Quantum resource localizability transitions in deep thermalization
Abstract
We investigate how quantum resource constraints affect deep thermalization, the emergence of universal local wavefunction distributions from partial measurements of a quantum many-body state. Quantum resources, such as non-stabilizerness (magic), coherence, asymmetry, imaginarity, and non-Gaussianity, are essential for quantum information processing, and constraints on their global abundance can reshape these emergent distributions. To address this question, we develop a unified framework for deep thermalization within general quantum resource theories (QRTs).
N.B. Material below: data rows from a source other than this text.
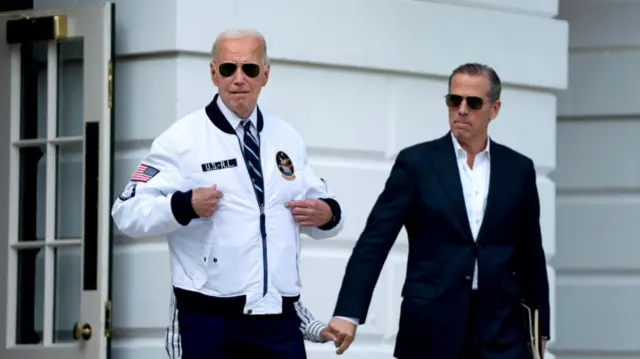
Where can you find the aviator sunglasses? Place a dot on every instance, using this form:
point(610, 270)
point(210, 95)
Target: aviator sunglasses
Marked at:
point(454, 101)
point(227, 69)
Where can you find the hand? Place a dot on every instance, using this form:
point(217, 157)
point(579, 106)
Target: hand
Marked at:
point(204, 201)
point(344, 331)
point(327, 336)
point(311, 212)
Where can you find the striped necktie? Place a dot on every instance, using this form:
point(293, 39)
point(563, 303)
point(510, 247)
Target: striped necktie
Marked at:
point(252, 158)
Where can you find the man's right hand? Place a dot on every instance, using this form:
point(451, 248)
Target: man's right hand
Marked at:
point(344, 332)
point(204, 201)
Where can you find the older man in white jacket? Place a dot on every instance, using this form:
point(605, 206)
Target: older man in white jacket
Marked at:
point(232, 189)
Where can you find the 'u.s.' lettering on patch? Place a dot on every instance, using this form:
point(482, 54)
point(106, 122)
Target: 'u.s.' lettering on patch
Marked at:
point(144, 173)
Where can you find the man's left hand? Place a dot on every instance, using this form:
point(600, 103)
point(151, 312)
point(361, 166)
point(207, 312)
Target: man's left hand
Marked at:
point(310, 212)
point(327, 336)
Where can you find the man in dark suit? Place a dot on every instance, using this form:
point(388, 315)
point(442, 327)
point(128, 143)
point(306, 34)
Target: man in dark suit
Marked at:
point(471, 210)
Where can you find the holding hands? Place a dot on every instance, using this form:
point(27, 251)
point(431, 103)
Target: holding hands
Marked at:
point(344, 333)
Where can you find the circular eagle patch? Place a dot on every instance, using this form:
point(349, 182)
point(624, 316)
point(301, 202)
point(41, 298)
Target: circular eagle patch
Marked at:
point(285, 166)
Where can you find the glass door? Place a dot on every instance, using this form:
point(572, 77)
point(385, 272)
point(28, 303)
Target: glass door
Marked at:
point(56, 109)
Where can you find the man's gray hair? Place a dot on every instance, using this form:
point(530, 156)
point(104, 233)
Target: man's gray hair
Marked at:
point(239, 34)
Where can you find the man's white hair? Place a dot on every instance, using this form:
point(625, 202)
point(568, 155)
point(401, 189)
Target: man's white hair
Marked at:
point(239, 34)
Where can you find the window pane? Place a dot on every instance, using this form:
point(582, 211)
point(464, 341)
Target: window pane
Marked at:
point(67, 293)
point(70, 87)
point(30, 291)
point(69, 191)
point(33, 98)
point(32, 207)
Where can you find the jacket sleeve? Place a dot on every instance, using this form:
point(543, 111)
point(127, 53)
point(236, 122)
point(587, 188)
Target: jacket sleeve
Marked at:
point(317, 187)
point(372, 248)
point(152, 203)
point(309, 326)
point(532, 260)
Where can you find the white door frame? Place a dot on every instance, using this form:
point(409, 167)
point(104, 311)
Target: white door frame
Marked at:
point(94, 23)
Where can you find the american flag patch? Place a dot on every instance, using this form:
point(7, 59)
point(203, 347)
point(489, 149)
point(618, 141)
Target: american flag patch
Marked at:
point(144, 173)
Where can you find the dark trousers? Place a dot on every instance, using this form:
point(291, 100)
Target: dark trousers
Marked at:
point(472, 349)
point(219, 330)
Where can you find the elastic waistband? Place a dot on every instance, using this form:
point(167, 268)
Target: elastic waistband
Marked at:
point(197, 302)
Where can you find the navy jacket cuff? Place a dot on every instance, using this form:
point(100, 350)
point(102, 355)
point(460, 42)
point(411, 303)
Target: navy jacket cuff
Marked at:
point(336, 212)
point(181, 207)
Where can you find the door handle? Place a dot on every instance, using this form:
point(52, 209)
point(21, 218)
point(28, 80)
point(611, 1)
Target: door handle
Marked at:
point(82, 331)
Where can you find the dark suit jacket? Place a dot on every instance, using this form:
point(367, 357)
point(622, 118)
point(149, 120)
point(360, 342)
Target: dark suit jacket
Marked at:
point(424, 193)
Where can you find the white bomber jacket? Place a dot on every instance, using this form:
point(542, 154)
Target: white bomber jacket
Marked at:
point(241, 250)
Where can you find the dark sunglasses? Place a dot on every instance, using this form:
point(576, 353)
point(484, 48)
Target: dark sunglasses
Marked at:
point(227, 69)
point(474, 102)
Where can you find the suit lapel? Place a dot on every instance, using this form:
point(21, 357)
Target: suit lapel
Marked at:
point(448, 173)
point(498, 183)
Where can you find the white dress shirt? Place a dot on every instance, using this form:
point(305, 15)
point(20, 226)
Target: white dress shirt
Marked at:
point(475, 187)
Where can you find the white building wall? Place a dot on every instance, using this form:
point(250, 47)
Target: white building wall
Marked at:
point(360, 80)
point(598, 184)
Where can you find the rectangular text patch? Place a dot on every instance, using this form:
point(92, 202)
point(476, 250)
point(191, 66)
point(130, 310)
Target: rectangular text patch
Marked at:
point(213, 166)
Our central result is that QRTs fall into two classes: ``smoothly localizable'' (SL) QRTs, where the resource content of local post-measurement states changes continuously with the global resource density, set by the initial state and measurement basis, yielding continuously tunable wavefunction distributions; and ``threshold localizable'' (TL) QRTs, where the local resource content jumps discontinuously from minimal to near-maximal past a critical global resource threshold, producing a sharp transition between a resourceless, ``deep-ergodicity breaking'' distribution and a resourceful, maximally random one. We trace this SL-TL dichotomy to an information-theoretic mechanism, block sharpening: by viewing each QRT as coherence between blocks in Hilbert space, we show that the local resource content depends on the measurement's ability to collapse an initial superposition into a single resourceless block. Our theory is analytically tractable and quantitatively predicts the phase boundaries across all studied QRTs, which we validate with extensive numerical simulations. Finally, we highlight two consequences: a novel magic transition in zero-rate quantum error-correcting codes--previously believed to occur only at finite rates--and new implications for quantum resource certification protocols based on post-measurement state ensembles.